Officials and industry observers have noted the latest drafts are considered more favorable to the banking industry than an earlier 2023 version of the rules. Nevertheless, Dimon framed the current calculations as biased against firms with broad business mixes such as JPMorgan, and as relatively advantageous to pure trading firms on Wall Street.

The comments came on a day the bank reported a record profit for the second quarter. Investment banking fees reached their highest levels since 2021, fueled by sizable initial public offerings and other dealmaking activity. JPMorgan’s trading operations also posted gains, which management attributed in part to market volatility.

Taken together, the exchange highlights two parallel themes from the call: a regulatory dispute over capital methodologies and a strong financial performance driven by deal activity and trading. Dimon’s objections focus narrowly on how regulators compute required capital, asserting that an artificial inflation of the metric would impose an unfair burden on large, diversified banks.

While the bank has quantified the effect of the draft rules on its own balance sheet and compared that effect to competitors, the broader regulatory process and any final rule changes remain subject to further review and revision by regulators. For now, the dispute adds another layer to ongoing conversations about prudential standards for large banking organizations.
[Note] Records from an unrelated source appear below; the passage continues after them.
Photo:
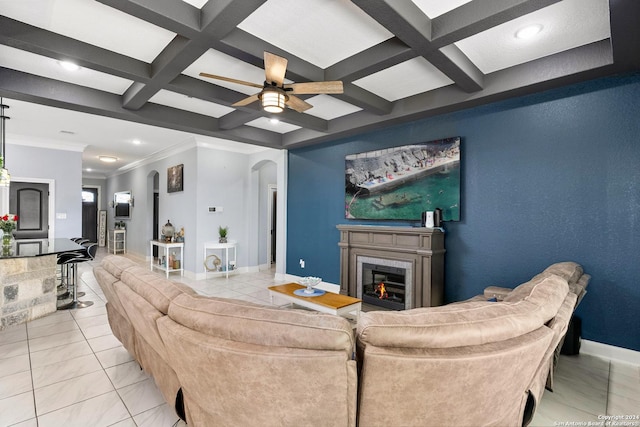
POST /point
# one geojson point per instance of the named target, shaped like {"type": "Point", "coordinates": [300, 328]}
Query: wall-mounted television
{"type": "Point", "coordinates": [122, 204]}
{"type": "Point", "coordinates": [399, 183]}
Contextual note: The bank communicated the projected capital-change figures for JPMorgan and its peers as part of the discussion surrounding the proposed regulatory drafts.

Risks

  • Ongoing regulatory revisions to capital rules could alter capital planning and capital allocation for large banks - affecting the banking sector and capital markets.
  • Disagreement between large banks and regulators over methodology may create uncertainty for bank balance-sheet strategies until final rules are announced - impacting risk management and investor confidence in financial stocks.